NICKE BORG HOMELAND『RUINS OF A RIOT』(2013)
無期限活動休止を2010年に発表したBACKYARD BABIESのフロントマン、ニッケ・ボルグ(Vo, G)が同年からスタートさせたソロプロジェクト、NICKE BORG HOMELANDの2ndフルアルバム。最初のEP『CHAPTER 1』(2010年)および1stフルアルバム『CHAPTER 2』(2011年)では、レイドバックしたカントリー寄りのロックサウンドに傾倒しファンを驚かせましたが、続く本作ではより“BYBのニッケ”のイメージに歩み寄ったロックサウンドを響かせています。
もちろん、ここで鳴らされているサウンド、楽曲はBYBのそれとは異なるものであり、と同時に“BYBの一片”であることも間違いない事実。完全にそのままではないのは当たり前ですが、だからといって大きくかけ離れたものでもない。そういう意味では最初に聴いたとき、少々戸惑ったことを覚えています。
全体的にアメリカナイズされたサウンドで、BYBの音を“北欧ガレージハードロック/パンクロック”と例えるならば、ここで取り組んでいるのは“90年代以降のUSパンク/オルタナティヴロックを通過した、アーシーなハードロック”と言えるかもしれません。過去2作で試みた挑戦は本作の中でもしっかり息づいており、その要素が活動休止前および活動再開後のBYBにも存在するカラーなのではないかと思うのですが、いかがでしょう?
全体的にミドルテンポ中心で穏やかな楽曲が多いため、BYBの派手さを求めるリスナーは肩透かしを食らうかもしれません。もしかしたら、本作の数ヶ月後のリリースされたドレゲンのソロアルバムのほうが、よりBYBらしい……そう感じる人もいることでしょう(とはいえ、あれも完全にはBYBのままではありませんが)。

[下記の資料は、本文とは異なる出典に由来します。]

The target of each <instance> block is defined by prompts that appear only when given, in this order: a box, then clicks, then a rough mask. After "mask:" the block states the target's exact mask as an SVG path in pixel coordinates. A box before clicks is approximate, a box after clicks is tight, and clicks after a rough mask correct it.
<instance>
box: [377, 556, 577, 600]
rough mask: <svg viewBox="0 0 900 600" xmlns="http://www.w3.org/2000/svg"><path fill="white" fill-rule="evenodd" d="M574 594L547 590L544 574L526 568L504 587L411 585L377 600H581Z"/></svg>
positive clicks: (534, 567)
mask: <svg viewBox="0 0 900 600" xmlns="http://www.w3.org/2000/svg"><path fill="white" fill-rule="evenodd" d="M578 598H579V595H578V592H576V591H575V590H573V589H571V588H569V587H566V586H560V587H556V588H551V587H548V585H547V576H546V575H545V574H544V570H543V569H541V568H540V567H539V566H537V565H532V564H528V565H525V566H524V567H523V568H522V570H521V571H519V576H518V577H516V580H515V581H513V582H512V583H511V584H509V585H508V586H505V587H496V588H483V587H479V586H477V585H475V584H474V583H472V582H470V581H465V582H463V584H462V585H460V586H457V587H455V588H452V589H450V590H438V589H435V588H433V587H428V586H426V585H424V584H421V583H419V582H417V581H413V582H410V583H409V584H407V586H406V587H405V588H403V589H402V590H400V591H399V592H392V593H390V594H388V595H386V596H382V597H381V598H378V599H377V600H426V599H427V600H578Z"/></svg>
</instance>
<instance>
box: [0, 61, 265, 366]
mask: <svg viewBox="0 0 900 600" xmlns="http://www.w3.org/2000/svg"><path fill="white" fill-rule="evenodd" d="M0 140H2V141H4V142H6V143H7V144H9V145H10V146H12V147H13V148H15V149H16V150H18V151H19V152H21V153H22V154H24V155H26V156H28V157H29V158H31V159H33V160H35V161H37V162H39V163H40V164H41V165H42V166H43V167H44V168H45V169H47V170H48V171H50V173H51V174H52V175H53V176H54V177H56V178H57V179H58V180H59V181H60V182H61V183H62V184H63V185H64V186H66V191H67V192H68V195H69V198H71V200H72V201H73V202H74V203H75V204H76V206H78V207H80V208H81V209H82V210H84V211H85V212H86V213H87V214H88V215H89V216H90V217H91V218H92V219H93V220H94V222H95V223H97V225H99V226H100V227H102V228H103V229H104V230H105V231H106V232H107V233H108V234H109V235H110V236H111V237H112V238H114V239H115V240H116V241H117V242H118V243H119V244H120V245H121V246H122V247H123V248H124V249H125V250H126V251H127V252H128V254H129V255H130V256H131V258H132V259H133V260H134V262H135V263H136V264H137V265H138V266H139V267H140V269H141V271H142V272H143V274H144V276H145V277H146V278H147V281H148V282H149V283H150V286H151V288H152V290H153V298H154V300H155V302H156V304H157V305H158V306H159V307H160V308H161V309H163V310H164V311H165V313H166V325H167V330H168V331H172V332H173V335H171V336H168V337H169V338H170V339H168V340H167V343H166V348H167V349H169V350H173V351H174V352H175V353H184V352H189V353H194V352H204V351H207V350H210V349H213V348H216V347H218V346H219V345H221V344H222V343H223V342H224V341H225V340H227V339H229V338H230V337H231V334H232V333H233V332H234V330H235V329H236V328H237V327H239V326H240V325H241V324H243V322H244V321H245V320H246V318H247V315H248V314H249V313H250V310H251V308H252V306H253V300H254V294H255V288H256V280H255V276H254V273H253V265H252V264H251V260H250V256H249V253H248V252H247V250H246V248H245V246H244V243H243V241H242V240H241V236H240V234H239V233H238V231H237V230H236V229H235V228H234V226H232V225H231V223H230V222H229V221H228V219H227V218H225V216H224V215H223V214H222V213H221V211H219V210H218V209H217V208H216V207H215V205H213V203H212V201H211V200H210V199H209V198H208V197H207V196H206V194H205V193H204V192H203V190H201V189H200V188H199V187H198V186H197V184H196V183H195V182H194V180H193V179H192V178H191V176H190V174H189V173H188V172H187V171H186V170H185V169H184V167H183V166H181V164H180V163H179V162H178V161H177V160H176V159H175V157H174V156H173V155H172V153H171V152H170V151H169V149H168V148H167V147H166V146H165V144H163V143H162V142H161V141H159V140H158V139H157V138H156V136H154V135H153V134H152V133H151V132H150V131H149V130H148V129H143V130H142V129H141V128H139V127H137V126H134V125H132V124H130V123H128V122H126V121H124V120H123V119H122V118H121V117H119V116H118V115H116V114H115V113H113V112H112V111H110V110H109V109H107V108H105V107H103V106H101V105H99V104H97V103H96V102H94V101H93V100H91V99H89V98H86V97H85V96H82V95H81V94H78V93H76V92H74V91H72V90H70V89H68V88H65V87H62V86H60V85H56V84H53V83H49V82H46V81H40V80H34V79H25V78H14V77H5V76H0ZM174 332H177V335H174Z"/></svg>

ミック・ジャガーやスティーヴン・タイラーがソロアルバムを作ったとき、“ストーンズっぽい”、“エアロっぽい”とは感じるもののまんまではなかったことを覚えている方も多いでしょう。これをボーカリストのエゴと言ってしまえばそれまでかもしれませんが、見方を変えれば「BYB活動再開までの自分にできることは何か?」という現実と向き合ったフロントマンが、アーティストとしての進化や成長を目指して新たな舞台に足を踏み入れた……そう考えれば、この挑戦は非常に納得のいくものだと僕は思っています。
発売当時よりもむしろ、BYBの復活作『FOUR BY FOUR』(2015年)を聴いたあとのほうが本作がより魅力的に聴こえる。そんな1枚ではないでしょうか。事実、あの頃はすぐ聴くのをやめてしまったのに、2015年夏以降徐々に聴く頻度が増えているのがこのアルバムなのですから。